VodkaDistillate of cereals and tubers from Russia
Although the traditional drink of Poland (woda = water) and Russia (voda = water), it is among the most widely consumed alcoholic beverages in the world. Vodka was popularised in Europe by Napoleon. He became acquainted with the distillate during the Russian campaign in 1812, which was followed by the disastrous retreat. In order to warm his troops, who had run out of alcohol and food due to the excessive lengthening of the supply chain, he raided large quantities of Vodka as a remedy to the most fearsome enemy: the cold.
Vodka is a super-alcoholic beverage made from the distillation of potatoes and cereals (Poland rye, Russia rye and wheat). The ingredients are roughly chopped and left to macerate in water for a few hours. The resulting wort is gradually heated to boiling point to allow the usual splitting of starch into fermentable sugars and to arrive at a yellowish, thick, sugary liquid.

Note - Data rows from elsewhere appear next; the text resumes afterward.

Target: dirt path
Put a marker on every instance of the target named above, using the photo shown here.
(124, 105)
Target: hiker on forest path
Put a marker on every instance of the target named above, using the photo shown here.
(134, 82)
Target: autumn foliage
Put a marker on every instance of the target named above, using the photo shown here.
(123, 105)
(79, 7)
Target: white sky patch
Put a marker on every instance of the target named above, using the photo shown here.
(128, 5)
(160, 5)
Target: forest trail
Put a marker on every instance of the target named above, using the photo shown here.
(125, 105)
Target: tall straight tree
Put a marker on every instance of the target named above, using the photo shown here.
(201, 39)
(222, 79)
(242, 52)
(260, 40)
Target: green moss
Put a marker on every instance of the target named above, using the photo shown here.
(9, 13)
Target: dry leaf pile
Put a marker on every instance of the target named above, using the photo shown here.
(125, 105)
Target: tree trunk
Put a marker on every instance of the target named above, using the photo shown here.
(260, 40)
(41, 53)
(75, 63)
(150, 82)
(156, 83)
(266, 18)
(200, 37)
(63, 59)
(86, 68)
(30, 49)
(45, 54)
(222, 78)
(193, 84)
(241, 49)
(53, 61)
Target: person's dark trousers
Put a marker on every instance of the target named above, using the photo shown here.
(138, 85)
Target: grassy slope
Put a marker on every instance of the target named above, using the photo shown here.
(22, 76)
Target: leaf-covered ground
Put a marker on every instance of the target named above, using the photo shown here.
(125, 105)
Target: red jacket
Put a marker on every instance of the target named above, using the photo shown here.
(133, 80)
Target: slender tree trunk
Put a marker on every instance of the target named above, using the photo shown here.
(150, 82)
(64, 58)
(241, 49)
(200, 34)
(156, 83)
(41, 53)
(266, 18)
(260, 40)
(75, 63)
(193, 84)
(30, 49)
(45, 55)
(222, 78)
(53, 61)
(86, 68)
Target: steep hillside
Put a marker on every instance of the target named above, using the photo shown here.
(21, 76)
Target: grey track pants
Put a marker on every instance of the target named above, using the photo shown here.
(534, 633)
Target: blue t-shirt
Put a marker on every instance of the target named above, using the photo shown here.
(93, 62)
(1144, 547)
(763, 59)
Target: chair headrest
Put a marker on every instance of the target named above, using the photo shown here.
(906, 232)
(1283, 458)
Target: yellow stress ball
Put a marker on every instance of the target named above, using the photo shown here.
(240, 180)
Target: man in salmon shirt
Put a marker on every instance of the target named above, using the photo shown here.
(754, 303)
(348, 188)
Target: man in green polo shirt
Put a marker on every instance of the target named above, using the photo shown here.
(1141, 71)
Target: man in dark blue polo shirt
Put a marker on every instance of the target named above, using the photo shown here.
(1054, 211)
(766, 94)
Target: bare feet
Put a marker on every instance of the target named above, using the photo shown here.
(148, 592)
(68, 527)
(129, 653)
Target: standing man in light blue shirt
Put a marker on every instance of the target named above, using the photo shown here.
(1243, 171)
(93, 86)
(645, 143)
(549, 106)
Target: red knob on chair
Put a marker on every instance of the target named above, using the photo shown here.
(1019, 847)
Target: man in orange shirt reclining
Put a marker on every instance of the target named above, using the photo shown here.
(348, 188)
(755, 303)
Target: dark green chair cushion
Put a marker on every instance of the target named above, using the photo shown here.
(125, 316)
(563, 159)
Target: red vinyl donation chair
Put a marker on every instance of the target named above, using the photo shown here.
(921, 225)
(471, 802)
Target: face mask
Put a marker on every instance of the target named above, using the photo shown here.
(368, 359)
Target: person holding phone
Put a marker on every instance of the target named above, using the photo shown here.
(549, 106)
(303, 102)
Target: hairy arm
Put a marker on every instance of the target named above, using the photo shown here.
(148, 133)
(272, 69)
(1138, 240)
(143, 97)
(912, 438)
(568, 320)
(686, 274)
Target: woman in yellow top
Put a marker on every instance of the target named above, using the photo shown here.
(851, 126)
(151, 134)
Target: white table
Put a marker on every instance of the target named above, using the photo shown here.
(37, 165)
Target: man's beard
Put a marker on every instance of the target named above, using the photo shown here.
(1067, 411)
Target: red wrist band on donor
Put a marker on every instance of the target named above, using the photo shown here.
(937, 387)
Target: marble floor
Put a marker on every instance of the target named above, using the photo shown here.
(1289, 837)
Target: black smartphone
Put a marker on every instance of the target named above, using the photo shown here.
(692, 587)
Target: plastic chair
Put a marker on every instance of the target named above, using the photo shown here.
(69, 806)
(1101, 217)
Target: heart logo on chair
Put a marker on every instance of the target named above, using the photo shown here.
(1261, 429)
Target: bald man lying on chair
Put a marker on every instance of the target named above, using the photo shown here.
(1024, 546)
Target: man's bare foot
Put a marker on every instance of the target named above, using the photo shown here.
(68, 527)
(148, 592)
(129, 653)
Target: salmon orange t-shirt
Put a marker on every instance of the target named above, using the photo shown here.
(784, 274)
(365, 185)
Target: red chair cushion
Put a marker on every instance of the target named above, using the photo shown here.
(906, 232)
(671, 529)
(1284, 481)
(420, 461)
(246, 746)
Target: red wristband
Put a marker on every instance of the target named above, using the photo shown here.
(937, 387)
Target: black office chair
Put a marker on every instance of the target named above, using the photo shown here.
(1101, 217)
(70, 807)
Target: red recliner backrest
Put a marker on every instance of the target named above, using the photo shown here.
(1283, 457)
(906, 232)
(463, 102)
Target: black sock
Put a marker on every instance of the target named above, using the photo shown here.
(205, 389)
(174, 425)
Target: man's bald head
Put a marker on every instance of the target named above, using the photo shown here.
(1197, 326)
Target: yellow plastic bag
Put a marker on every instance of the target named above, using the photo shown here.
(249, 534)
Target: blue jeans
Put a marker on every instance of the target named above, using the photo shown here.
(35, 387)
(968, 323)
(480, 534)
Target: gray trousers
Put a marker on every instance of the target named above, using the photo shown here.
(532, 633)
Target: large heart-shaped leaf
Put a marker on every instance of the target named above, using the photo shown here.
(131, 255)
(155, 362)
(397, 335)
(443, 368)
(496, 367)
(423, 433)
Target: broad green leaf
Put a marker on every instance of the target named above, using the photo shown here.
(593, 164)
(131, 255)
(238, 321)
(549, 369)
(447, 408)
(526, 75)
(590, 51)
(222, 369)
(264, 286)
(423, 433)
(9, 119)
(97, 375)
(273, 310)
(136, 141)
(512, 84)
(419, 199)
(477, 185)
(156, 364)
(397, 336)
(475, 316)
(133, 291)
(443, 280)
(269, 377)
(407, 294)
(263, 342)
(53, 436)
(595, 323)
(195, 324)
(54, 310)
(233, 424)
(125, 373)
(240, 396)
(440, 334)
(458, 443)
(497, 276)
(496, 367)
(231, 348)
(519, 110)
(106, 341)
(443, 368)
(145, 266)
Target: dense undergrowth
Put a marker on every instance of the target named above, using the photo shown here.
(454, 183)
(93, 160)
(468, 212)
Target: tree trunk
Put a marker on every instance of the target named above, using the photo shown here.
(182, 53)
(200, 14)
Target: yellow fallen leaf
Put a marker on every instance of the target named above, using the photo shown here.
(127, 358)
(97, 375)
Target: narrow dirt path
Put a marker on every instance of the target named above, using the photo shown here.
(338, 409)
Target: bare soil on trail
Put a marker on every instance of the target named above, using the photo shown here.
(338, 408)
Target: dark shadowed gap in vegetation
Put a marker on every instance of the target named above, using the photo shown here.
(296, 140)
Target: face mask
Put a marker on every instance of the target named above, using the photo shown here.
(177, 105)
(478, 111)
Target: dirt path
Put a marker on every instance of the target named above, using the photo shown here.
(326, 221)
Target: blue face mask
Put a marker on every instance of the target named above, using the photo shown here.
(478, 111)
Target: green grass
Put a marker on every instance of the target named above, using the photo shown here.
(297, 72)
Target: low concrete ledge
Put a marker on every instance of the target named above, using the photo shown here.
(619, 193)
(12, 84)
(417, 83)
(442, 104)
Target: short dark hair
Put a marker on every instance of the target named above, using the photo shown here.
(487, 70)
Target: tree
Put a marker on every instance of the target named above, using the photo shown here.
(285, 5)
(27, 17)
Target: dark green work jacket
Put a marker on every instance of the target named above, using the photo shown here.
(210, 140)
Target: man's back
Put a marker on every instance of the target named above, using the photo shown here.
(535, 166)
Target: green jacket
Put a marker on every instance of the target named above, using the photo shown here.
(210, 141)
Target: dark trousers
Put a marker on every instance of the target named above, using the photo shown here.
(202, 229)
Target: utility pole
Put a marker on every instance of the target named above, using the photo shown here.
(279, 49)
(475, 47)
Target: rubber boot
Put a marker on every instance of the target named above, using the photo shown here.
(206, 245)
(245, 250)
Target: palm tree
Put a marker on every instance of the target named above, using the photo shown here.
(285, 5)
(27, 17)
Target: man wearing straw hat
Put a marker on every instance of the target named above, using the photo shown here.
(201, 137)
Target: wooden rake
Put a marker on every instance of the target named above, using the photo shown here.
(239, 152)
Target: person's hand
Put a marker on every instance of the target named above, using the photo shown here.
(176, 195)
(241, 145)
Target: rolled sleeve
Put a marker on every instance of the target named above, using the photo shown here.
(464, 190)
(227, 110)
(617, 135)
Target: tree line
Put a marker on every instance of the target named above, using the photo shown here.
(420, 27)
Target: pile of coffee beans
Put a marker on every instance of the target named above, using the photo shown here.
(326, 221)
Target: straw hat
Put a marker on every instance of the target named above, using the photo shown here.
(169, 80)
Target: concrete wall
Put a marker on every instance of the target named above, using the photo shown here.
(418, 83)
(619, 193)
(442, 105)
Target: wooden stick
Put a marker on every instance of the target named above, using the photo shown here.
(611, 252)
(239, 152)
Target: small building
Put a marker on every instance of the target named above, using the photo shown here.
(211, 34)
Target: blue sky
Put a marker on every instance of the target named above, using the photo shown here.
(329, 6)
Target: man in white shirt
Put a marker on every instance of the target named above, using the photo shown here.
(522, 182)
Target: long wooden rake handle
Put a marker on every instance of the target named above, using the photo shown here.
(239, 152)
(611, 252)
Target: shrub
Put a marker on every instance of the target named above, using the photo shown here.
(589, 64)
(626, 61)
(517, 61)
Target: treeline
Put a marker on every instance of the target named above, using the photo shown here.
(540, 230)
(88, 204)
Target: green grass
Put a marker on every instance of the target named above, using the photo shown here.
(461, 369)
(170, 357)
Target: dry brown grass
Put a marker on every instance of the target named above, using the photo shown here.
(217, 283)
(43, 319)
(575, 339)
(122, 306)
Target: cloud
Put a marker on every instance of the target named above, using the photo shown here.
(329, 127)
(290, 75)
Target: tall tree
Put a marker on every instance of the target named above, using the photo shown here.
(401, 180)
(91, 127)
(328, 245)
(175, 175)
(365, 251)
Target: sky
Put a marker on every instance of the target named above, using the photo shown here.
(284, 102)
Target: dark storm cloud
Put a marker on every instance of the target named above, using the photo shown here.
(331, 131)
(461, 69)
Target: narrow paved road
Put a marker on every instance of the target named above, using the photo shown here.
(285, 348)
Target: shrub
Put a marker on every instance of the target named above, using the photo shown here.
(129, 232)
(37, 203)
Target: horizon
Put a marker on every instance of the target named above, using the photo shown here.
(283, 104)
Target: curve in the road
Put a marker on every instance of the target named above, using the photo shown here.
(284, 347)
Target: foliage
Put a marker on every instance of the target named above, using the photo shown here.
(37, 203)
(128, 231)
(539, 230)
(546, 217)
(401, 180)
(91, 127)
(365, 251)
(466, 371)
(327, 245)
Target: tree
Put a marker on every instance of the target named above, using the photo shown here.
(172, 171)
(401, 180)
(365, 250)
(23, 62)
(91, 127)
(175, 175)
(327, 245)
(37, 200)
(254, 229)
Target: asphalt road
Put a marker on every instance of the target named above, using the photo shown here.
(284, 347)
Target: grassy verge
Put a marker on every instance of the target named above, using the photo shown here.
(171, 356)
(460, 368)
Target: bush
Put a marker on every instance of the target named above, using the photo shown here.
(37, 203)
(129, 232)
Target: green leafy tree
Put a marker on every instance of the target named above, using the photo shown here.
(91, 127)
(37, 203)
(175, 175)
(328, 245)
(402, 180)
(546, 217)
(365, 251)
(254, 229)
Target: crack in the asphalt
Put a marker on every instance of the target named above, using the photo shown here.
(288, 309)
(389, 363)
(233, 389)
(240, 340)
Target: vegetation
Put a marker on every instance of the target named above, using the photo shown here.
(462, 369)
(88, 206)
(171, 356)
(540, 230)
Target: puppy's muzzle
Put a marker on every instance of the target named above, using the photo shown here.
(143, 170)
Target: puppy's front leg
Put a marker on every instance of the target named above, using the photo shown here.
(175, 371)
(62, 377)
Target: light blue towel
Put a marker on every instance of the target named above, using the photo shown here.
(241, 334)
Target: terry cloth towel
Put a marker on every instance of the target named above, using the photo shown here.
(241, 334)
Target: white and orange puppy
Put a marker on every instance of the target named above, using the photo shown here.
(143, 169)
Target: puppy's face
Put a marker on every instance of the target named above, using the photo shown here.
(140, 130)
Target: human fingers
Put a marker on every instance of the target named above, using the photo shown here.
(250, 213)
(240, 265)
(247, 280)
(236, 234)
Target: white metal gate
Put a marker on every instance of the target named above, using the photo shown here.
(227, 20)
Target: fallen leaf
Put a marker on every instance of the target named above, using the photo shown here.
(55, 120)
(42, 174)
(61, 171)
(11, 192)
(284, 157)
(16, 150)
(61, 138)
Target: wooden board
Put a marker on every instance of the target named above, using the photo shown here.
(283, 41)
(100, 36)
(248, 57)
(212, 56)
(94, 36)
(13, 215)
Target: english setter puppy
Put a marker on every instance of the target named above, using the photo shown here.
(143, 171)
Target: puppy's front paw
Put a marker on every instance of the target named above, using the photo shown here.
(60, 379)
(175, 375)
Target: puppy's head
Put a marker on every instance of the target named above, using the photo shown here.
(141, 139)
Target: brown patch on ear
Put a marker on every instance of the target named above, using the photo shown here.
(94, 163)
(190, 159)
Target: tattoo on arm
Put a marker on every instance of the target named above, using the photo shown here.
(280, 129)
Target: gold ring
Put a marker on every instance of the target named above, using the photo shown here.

After filtration, the must is fermented for a few days at a controlled temperature with the addition of selected yeasts, until a wash with 6-8 % ethyl alcohol is obtained. It is then distilled with column apparatus and a distillate with a high alcohol content of around 85-90 % is obtained. This is then filtered over quartz sand or charcoal obtained from hardwoods such as beech or birch, whose porosity and high adsorptive power retain many coarse substances responsible for anomalous tastes. The grade is then reduced to 40 %, chilled and finally filtered to stabilise clarity.
In northern Europe it is consumed neat and cold, in small glasses, in combination with caviar and salmon. In other Western countries it is mainly used in cocktails and fruit-based long drinks because it complements well and gives harmony.